Cambodia does boast some magnificent historical architecture. Those ancient Khmers certainly knew what they were doing when they built Angkor Wat. I wonder what they were thinking during the planning stage. Perhaps something like: “Why not build a really big temple so everyone can enjoy it, not just for now, but for centuries to come. Oh and hopefully make money off it as well”.

Without a doubt Angkor Wat has to be ranked as the number one ‘must see’ site in Cambodia. But the faces of Bayan come in a close second. These faces have been widely photographed, talked about and viewed in most travel guides. So you can imagine that coming to a well visited site, with the view of taking photos, has many challenges; angle, light, creativity, the package tour slowly rambling through your shot as you press the shutter. One of the things you have to learn is – patience!

Due to its popularity, Bayan is on most visitors lists either by their choice or somebody else’s. Private cars tend to follow the same itinerary to that of other drivers and bus tours. I knew that the morning I was going  would be busy. Even though I only had time to see the top four temples: Angkor Wat, Bayan, Elephant Terrace, Ta Phrom, I had my driver do it in reverse order to 99% of everyone else. This gave me time to take the shots I wanted, and to explore without being pushed along by excited tourists. Touts tended to ignore me as well.

It was mid morning and calm when I came upon Bayan. In my solitude I wandered around aimlessly and it felt good. It also felt a little eery with all these faces watching me. Like big brother from yesteryear.

taken by Cate

taken by Cate

There needs to be a new verb for visiting temples, because writing about it is tedious. Something like ‘templing’ is a good word. Here goes.
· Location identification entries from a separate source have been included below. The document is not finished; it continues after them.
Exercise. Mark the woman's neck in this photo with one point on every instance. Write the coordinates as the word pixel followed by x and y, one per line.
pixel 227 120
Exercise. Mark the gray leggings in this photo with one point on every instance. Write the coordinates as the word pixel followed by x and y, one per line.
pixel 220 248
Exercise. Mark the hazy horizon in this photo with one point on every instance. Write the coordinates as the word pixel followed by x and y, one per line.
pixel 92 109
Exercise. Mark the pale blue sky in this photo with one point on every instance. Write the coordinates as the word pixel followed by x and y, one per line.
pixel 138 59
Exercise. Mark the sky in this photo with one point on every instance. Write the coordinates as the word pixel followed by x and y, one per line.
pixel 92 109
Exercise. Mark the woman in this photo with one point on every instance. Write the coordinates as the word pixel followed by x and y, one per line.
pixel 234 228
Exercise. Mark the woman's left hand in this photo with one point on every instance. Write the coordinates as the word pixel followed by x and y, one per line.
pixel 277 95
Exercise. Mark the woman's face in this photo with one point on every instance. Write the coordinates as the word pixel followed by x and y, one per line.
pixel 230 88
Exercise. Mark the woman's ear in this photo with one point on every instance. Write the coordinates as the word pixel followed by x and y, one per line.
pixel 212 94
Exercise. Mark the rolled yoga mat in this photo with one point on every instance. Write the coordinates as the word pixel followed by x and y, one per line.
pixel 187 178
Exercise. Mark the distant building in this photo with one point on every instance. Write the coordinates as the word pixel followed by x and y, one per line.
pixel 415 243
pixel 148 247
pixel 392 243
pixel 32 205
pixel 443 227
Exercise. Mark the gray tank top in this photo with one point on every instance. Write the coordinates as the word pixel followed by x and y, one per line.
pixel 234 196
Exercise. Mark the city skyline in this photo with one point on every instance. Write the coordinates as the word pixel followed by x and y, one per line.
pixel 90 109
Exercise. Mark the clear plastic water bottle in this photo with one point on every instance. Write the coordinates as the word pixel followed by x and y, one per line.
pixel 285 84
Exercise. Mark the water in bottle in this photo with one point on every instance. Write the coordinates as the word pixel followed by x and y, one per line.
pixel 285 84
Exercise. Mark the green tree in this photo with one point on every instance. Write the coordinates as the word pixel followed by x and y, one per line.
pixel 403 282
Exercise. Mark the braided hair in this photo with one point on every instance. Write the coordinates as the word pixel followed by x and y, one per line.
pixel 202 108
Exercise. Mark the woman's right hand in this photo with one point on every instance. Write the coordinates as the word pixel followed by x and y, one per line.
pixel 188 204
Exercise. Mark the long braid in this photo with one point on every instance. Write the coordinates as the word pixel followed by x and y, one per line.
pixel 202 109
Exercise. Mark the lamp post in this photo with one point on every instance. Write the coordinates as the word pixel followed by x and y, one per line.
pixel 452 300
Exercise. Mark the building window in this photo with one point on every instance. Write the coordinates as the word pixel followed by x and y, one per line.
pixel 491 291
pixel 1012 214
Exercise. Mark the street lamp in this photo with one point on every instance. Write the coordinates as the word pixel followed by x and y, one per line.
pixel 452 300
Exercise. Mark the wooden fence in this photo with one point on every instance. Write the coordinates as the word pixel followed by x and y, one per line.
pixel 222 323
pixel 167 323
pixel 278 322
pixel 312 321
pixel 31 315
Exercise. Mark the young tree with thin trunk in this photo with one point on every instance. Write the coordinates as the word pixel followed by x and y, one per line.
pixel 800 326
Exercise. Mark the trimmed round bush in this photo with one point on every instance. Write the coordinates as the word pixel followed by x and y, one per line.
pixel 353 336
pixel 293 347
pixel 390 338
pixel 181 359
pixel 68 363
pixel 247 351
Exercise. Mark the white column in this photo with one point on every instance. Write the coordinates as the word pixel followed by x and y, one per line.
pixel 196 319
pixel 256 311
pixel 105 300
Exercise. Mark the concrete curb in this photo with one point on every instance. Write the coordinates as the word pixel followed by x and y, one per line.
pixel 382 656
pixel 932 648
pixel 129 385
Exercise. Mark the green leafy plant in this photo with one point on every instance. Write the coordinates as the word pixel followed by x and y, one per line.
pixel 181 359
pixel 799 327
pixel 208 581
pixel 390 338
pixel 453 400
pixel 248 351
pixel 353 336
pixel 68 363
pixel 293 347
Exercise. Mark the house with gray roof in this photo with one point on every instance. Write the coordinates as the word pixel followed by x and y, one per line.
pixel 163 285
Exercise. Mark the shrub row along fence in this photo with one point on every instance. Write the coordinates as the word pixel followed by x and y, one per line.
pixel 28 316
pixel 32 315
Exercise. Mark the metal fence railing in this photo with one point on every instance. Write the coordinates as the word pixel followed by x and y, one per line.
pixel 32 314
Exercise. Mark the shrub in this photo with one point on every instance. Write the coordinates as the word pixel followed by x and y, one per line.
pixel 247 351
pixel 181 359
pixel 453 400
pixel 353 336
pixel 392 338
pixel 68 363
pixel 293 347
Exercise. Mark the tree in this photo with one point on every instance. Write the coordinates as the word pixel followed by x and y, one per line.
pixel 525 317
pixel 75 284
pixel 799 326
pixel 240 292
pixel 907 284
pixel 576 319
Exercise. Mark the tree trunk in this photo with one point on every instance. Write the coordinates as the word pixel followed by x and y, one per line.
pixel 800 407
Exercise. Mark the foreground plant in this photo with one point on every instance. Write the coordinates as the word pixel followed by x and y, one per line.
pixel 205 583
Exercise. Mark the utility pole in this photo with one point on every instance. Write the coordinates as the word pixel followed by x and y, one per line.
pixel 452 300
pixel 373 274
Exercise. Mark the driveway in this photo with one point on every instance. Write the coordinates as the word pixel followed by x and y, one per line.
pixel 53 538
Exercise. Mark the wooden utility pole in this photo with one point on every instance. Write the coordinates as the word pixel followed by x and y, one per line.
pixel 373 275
“Templing” is something I love to do in Buddhist countries. Each country has their own signature colour range, style and eastern influence. The Khmers were influenced by Indian Hinduism, you can see similarities in temple architecture between these two countries. Some of the Khmer temples were built long before Buddhism made its way to Cambodia. They are old.

Their age can be seen in the crumbling walls, the fading reliefs, erosion caused by history, even the lichen has moved in. But these sites still retain their splendor. And the faces still stand.

taken by Cate

taken by Cate

Till my next post…

Caffeinated Traveller

  1. Erin McDermott permalink
    September 3, 2008 9:52 am

    cool photos Catherine, is it peak season for travelling at this time, whats the temperature like at this time?

  2. Cate permalink*
    September 4, 2008 6:37 am

    The temperature is incredibly hot and humid as its the rainy season. This time of the year is the low season, not so busy. I would recommend going at this time as it gets very busy during the cooler months and you can’t see much of the temples due to the crowds. So if you can carry an umbrella and don’t mind the sticky muggy weather go in June.
    Are you planning a trip???? Hope so.

  3. Erin McDermott permalink
    September 4, 2008 8:16 am

    well always on the look-out….ive got to be doing something to make it a little different for me, away from crowds which is a big ask these days, maybe a motorbike tour. Though a thats a big planning trip.